On the other hand, unmanaged code is that code which executes outside the context of the CLR. The best example of this is our traditional Win32 DLLs like kernel32.dll, user32.dll, and the COM components installed on our system. How they allocate memory for their usage, how memory is released, how (if any) type verification takes places are some of the tasks that are undertaken by them on their own. A typical C++ program which allocates memory to a character pointer is another example of unmanaged code because you as the programmer are responsible for:
- calling the memory allocation function
- making sure that the casting is done right
- making sure that the memory is released when the work is done
If you notice, all this housekeeping is done by the CLR, as explained above, relieving the programmer of the burden.
Unsafe code is a kind of cross between the managed and unmanaged codes
It executes under the supervision of the CLR, just like the managed code, but lets you address the memory directly, through the use of pointers, as is done in unmanaged code. Thus, you get the best of both worlds. You might be writing a .NET application that uses the functionality in a legacy Win32 DLL, whose exported functions require the use of pointers. That's where unsafe code comes to your rescue.
Now that we have gone through the distinctions, let's get coding... unarguably the best part, what do you think?
Inside unsafe code
Writing unsafe code requires the use of two special keywords: unsafe
and fixed
.
If we recall, there are three kinds of pointer operators:
*
&
->
Any statement, or a block of code, or a function that uses any of the above
pointer operators is marked as unsafe through the use of the unsafe
keyword,
as shown below:
public unsafe void Triple(int *pInt)
{
*pInt=(*pInt)*3;
}
All the above function does is triple the value passed to it. But notice that the address of the variable, containing the value to be tripled, is passed to the function. The function then does its work. Since the function is using the "*" pointer operator, the function is marked as unsafe, since the memory is being directly manipulated.
However, there is a problem. If you recall from the discussion above, unsafe code is managed code, and hence, is being executed under the CLR's supervision. Now, the CLR is free to move the objects in memory. One plausible reason could be to reduce the memory fragmentation. But in doing so, unknowingly and transparently to the programmer, the variable being pointed to could be get relocated to some other memory locations.
So, if *pInt
pointed to a variable which was at address
1001, and the CLR performs some memory relocation to reduce fragmentation, the
variable which was earlier located at 1001 could, after relocation, be stored
at memory location 2003. This is a catastrophe, since the pointer becomes invalid
as there is nothing at memory location 1001 after relocation! Probably that's
one of the reason usage of pointers has been made to keep a low profile in .NET.
What do you think?
Fixing the pointers
Enter the fixed
keyword. When used for a block of statements, it tells
the CLR that the object in question cannot be relocated, and thus, it ends
up pinning the object. Thus, when pointers are used in C#, the fixed
keyword is used pretty often to prevent invalid pointers at runtime.

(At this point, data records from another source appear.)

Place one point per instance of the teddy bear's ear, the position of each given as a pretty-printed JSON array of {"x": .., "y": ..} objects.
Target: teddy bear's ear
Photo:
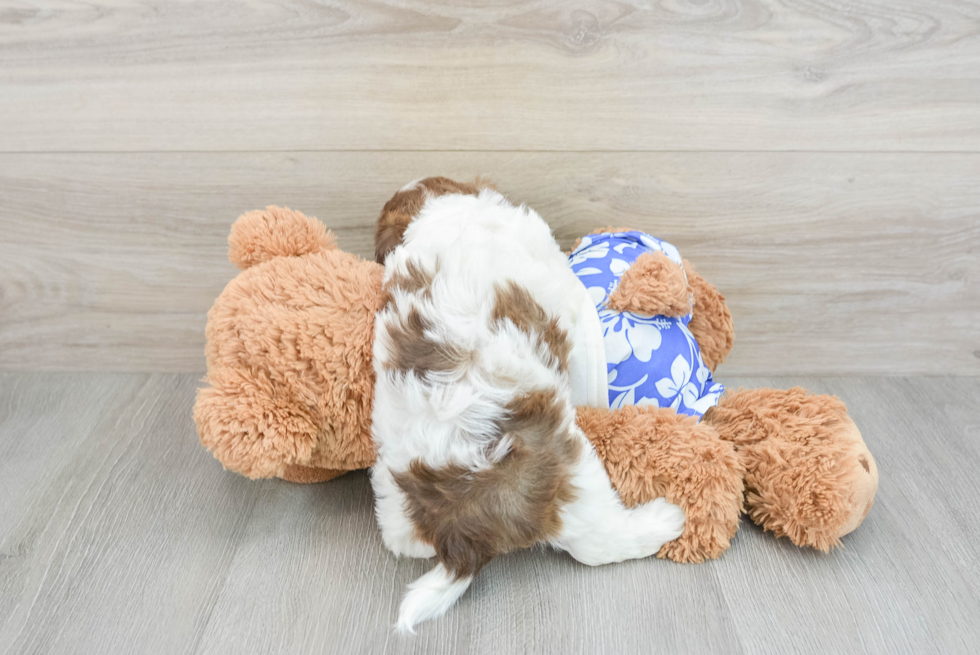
[{"x": 259, "y": 236}]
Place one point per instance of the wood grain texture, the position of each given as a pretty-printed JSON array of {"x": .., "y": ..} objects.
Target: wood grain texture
[
  {"x": 140, "y": 75},
  {"x": 136, "y": 541},
  {"x": 831, "y": 263}
]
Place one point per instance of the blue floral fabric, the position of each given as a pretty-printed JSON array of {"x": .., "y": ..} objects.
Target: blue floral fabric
[{"x": 650, "y": 360}]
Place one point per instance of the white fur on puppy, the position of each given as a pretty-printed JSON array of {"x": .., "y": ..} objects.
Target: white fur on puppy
[{"x": 478, "y": 451}]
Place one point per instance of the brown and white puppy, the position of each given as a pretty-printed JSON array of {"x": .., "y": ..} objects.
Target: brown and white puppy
[{"x": 483, "y": 331}]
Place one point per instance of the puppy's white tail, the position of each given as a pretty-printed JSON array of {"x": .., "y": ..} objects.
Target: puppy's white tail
[{"x": 430, "y": 596}]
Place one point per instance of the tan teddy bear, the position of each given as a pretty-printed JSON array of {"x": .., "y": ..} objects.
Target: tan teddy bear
[{"x": 291, "y": 380}]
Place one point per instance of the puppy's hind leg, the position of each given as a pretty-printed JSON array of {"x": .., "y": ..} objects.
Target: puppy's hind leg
[
  {"x": 598, "y": 529},
  {"x": 397, "y": 530}
]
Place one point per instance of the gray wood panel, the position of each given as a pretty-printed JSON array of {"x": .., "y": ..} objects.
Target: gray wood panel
[
  {"x": 526, "y": 75},
  {"x": 135, "y": 540},
  {"x": 832, "y": 263}
]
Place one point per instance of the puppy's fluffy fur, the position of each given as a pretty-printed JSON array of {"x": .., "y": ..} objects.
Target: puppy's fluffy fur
[{"x": 478, "y": 450}]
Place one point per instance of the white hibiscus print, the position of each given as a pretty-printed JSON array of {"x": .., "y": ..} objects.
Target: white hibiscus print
[
  {"x": 583, "y": 254},
  {"x": 626, "y": 334}
]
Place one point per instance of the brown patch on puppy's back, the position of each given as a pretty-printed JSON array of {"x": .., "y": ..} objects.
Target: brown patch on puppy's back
[
  {"x": 515, "y": 304},
  {"x": 413, "y": 350},
  {"x": 406, "y": 204},
  {"x": 472, "y": 516}
]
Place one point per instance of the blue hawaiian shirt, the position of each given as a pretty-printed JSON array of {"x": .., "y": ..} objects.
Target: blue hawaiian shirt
[{"x": 650, "y": 360}]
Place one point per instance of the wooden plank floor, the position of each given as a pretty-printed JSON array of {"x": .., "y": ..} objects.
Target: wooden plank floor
[{"x": 119, "y": 534}]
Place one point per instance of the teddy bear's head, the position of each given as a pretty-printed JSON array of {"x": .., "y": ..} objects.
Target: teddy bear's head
[{"x": 289, "y": 353}]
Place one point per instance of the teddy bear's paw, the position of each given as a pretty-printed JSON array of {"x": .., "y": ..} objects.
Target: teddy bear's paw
[{"x": 657, "y": 523}]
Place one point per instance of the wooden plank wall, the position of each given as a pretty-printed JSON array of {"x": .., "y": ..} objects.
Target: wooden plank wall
[{"x": 820, "y": 162}]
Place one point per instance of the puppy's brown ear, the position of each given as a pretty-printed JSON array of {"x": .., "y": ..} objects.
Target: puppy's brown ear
[{"x": 406, "y": 204}]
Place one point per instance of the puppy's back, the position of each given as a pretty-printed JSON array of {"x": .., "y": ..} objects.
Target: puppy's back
[{"x": 472, "y": 415}]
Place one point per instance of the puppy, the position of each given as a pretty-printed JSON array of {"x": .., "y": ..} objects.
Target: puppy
[{"x": 475, "y": 353}]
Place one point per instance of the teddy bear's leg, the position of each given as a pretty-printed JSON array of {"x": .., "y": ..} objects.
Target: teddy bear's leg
[
  {"x": 808, "y": 474},
  {"x": 252, "y": 426},
  {"x": 650, "y": 452}
]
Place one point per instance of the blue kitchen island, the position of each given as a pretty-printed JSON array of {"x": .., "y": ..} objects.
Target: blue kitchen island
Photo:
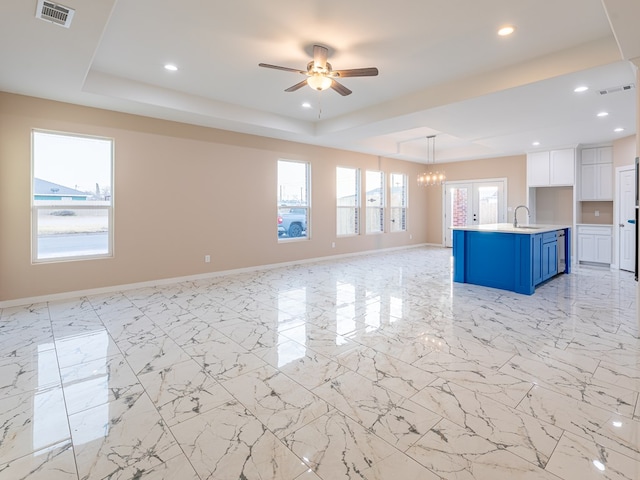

Lets have a look at how it works:
using System;
class CData
{
public int x;
}
class CProgram
{
unsafe static void SetVal(int *pInt)
{
*pInt=1979;
}
public unsafe static void Main()
{
CData d = new CData();
Console.WriteLine("Previous value: {0}", d.x);
fixed(int *p=&d.x)
{
SetVal(p);
}
Console.WriteLine("New value: {0}", d.x);
}
}
All we do here is assign the address of field x
of class CData
to integer pointer
p
, within the fixed block. Now, while statements within the fixed block are
executing, the pointer shall continue to point to the same memory location because
the CLR has been instructed to pin the variable until the fixed block execution
finishes. Once the fixed block is done, the object can be relocated in memory by the CLR.
That's all there is to programming using pointers in C#. Just make sure
that the block is unsafe
and that the object being pointed to is fixed
. And you are ready to
leverage your knowledge of pointers in C# too!